Fact check aka "We know when you're lying (or remembering it wrong)"

Knowing the facts can help you avoid making a fool of yourself!

• We really hope you didn't actually peel off the stickers. It's impractical and it ruins the cube. It's not funny as a joke either because we hear it all the time.
• No one can solve the Rubik's Cube regularly in 5 seconds. The record average is about 8 seconds. If your friend or some guy on the street/TV/YouTube solved the cube in 5 seconds, either he's cheating, you're exaggerating, or we know him well and it was an easy or lucky solve.
• Although every configuration of the Rubik's Cube can be solved in at most 20 moves (counting a 180-degree turn as one move), a typical speedsolve can take 50+ moves. It typically takes an expert an hour or more to solve a given scramble in under 25 moves.
• The chance of solving a well-scrambled Rubik's Cube by accident is considerably lower than winning a billion-dollar lottery. You never solved it by total chance after playing around with it for 3 days.
• If you solve 5 sides, the last side is automatically solved. You never managed to solve 5 sides but couldn't get the last one.
• A cube consists not of 54 independent stickers, but rather of 8 corner pieces (3 stickers each) and 12 edge pieces (2 stickers each) around a center axis with 6 fixed centers. We solve pieces rather than stickers, and no solution involves solving one side at a time. It's very unlikely that you solved 3 sides; this is constraining enough that most pieces are in fact solved, but if you really managed this, you should know that solving side-by-side is complete nonsense. If you tell us this, we'll assume you're lying or remembering it wrong.

Watching cubers solve

We're happy when you take any interest in our hobby! But it's even better if you avoid some misunderstandings.

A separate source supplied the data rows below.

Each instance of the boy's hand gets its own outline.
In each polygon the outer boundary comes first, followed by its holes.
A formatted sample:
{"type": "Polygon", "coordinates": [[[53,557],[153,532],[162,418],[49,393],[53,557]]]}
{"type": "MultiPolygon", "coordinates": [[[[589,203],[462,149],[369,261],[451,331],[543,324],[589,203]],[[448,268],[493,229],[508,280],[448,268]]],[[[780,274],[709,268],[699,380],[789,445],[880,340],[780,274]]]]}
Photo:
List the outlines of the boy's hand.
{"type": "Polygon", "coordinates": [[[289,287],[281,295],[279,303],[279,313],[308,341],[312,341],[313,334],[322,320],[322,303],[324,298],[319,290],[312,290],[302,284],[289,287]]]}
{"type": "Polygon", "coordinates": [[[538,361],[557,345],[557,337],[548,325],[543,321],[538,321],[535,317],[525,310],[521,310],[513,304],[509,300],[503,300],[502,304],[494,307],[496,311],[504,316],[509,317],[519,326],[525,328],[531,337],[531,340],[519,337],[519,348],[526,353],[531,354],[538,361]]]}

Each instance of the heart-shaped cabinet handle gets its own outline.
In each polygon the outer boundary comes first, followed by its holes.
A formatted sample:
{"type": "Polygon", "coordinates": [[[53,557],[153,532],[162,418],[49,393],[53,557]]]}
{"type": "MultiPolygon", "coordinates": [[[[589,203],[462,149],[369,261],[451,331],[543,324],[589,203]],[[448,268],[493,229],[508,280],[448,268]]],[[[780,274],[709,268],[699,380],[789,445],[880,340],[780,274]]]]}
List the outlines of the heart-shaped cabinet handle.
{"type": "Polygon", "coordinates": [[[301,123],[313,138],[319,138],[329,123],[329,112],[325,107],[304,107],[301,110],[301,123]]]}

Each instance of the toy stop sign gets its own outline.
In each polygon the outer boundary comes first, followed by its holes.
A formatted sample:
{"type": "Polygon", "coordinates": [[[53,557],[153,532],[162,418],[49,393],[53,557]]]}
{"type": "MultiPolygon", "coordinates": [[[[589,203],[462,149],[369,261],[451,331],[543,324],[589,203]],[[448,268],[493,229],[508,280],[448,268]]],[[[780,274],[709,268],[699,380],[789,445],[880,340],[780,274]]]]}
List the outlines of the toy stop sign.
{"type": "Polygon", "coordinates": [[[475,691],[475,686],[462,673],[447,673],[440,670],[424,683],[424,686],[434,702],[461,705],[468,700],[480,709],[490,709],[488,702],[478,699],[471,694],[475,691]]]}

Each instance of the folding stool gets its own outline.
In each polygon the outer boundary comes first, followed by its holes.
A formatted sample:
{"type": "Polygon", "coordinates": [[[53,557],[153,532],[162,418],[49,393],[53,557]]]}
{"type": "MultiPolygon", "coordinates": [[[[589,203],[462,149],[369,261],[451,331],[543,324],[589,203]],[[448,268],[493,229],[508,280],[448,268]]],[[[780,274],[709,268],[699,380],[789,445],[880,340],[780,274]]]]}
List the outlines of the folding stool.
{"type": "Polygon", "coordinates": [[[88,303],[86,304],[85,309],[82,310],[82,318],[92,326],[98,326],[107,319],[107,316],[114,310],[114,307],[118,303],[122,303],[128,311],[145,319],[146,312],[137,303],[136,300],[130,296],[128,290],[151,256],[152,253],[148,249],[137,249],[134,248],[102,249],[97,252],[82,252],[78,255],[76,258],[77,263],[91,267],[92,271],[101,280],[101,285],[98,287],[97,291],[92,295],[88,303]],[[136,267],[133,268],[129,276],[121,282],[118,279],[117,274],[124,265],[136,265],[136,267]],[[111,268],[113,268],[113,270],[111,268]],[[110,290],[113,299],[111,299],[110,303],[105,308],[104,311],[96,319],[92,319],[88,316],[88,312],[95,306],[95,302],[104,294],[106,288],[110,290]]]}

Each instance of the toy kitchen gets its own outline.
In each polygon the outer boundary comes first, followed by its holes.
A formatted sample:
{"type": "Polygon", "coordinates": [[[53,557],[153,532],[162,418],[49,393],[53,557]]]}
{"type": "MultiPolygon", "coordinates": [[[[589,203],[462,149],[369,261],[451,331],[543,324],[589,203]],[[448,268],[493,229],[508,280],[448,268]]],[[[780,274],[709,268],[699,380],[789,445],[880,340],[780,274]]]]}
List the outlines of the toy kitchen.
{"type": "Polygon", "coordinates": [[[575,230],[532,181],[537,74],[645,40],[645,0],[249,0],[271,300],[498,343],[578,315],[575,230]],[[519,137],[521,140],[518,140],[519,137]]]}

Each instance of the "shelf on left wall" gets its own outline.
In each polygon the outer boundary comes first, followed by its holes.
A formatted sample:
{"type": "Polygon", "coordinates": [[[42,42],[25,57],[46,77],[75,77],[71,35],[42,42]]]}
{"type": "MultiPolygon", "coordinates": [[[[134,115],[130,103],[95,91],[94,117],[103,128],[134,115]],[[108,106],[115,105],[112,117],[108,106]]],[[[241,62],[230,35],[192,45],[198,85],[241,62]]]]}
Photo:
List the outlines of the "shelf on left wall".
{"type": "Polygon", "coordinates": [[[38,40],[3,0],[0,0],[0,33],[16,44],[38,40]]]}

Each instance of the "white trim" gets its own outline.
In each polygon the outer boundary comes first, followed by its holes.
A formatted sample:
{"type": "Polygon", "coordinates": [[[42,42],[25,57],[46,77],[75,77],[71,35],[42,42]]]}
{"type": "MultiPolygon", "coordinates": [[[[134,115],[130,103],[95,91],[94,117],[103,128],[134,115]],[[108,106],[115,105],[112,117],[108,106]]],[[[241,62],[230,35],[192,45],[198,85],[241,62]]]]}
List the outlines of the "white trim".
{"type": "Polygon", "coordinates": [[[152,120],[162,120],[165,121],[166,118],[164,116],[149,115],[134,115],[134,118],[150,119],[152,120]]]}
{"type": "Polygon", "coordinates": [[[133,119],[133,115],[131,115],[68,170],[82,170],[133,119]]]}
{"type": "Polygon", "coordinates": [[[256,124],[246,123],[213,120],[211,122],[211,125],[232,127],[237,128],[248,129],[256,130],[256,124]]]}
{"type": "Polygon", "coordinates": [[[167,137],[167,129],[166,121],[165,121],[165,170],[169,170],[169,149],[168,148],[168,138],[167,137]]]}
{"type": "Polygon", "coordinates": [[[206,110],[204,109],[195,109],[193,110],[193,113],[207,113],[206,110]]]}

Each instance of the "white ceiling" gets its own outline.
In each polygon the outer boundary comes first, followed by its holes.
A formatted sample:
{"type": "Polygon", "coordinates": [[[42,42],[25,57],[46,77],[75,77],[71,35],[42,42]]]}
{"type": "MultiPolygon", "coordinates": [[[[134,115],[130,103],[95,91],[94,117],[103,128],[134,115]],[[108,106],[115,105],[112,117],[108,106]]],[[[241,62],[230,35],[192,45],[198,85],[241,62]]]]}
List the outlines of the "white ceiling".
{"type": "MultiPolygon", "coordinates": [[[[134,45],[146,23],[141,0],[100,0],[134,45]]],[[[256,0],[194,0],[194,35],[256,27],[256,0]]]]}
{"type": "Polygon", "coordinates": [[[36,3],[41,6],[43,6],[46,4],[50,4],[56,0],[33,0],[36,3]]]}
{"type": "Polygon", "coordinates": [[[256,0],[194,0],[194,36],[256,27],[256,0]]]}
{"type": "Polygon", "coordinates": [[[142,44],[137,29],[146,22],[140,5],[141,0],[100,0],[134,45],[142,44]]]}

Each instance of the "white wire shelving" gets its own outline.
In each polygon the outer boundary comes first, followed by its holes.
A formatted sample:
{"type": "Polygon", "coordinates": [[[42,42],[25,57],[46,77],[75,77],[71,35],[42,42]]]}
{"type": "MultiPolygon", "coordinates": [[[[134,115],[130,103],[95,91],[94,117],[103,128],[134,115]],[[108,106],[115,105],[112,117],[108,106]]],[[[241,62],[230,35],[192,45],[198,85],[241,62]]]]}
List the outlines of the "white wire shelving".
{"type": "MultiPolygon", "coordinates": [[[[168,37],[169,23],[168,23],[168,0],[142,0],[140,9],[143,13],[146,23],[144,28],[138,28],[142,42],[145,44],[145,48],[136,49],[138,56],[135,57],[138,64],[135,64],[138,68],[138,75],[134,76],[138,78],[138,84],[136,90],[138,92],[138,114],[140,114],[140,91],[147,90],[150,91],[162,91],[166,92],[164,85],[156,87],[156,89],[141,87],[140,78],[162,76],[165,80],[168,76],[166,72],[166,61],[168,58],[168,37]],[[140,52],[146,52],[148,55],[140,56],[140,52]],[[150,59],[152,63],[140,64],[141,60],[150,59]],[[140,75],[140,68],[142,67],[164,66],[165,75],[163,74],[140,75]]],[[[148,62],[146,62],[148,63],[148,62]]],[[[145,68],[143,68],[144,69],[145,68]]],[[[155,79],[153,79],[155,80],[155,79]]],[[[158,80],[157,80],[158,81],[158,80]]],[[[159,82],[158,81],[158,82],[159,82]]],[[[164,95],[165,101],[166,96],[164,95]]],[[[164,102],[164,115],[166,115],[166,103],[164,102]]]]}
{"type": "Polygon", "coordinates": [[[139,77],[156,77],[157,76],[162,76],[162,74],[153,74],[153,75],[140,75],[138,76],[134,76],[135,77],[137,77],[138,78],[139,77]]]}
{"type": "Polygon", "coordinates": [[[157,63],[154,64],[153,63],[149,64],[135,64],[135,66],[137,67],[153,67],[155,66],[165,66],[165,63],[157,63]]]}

• If we're turning a cube without looking at it, there are several possibilities. If our eyes are open, we're probably
• scrambling it (we do this half the time), or
• actually solving it with our eyes open. A speedsolve using the most popular method takes only 7 looks. We look at the cube throughout for serious solves, but for casual solves, we might start a step and look away to do something else, only looking again before the next step.
It's possible that
• we're actually solving without looking ("blindfolded"). In this case, we must have spent some time memorizing the cube and probably have our eyes closed.
• In a blindfolded solve, we first need to memorize the cube. There is nothing to touch to distinguish the colors.
• Pieces of a normal Rubik's Cube can accidentally come out ("POP") during a speedsolve. Putting this back in is not cheating. If we put pieces back in incorrectly, we may end up in an unsolvable state and only realize this at the end of the solve. Taking out pieces to correct this is not cheating; in fact, for solvable configurations, solving as usual is often considerably faster than taking out pieces and putting them back in.

Scrambling for a cuber

If you ask, most cubers will let you scramble their cube. Don't just grab them, though, and keep these things in mind.

• Don't try to (badly) imitate our turning speed and drop the cube. This can damage pieces and put the cube out of tune. As already written, we care about our cubes.
• These are not good scrambles:
• Doing four 90-degree turns in the same direction on the same side does nothing.
• Only turning parallel sides doesn't do much.
• Always turning a side together with the opposing side keeps the corners solved.
To properly scramble a cube, at least change the side you are turning after each move.
• It's okay to have adjacent stickers of the same color! This is true for most scrambles.
• Looking at the cube while it is being scrambled (properly) does not help us solve it. If you grab our cube and hide it behind your back, we'll be worried that you'll drop it.
• 25-30 random moves are enough to hand-scramble a cube properly. Scrambling longer does not make the puzzle any more difficult.
• Official rules allow up to 15 seconds of inspection before a solve. We don't like it when you hide the cube, give it back, and start timing right away, especially without warning.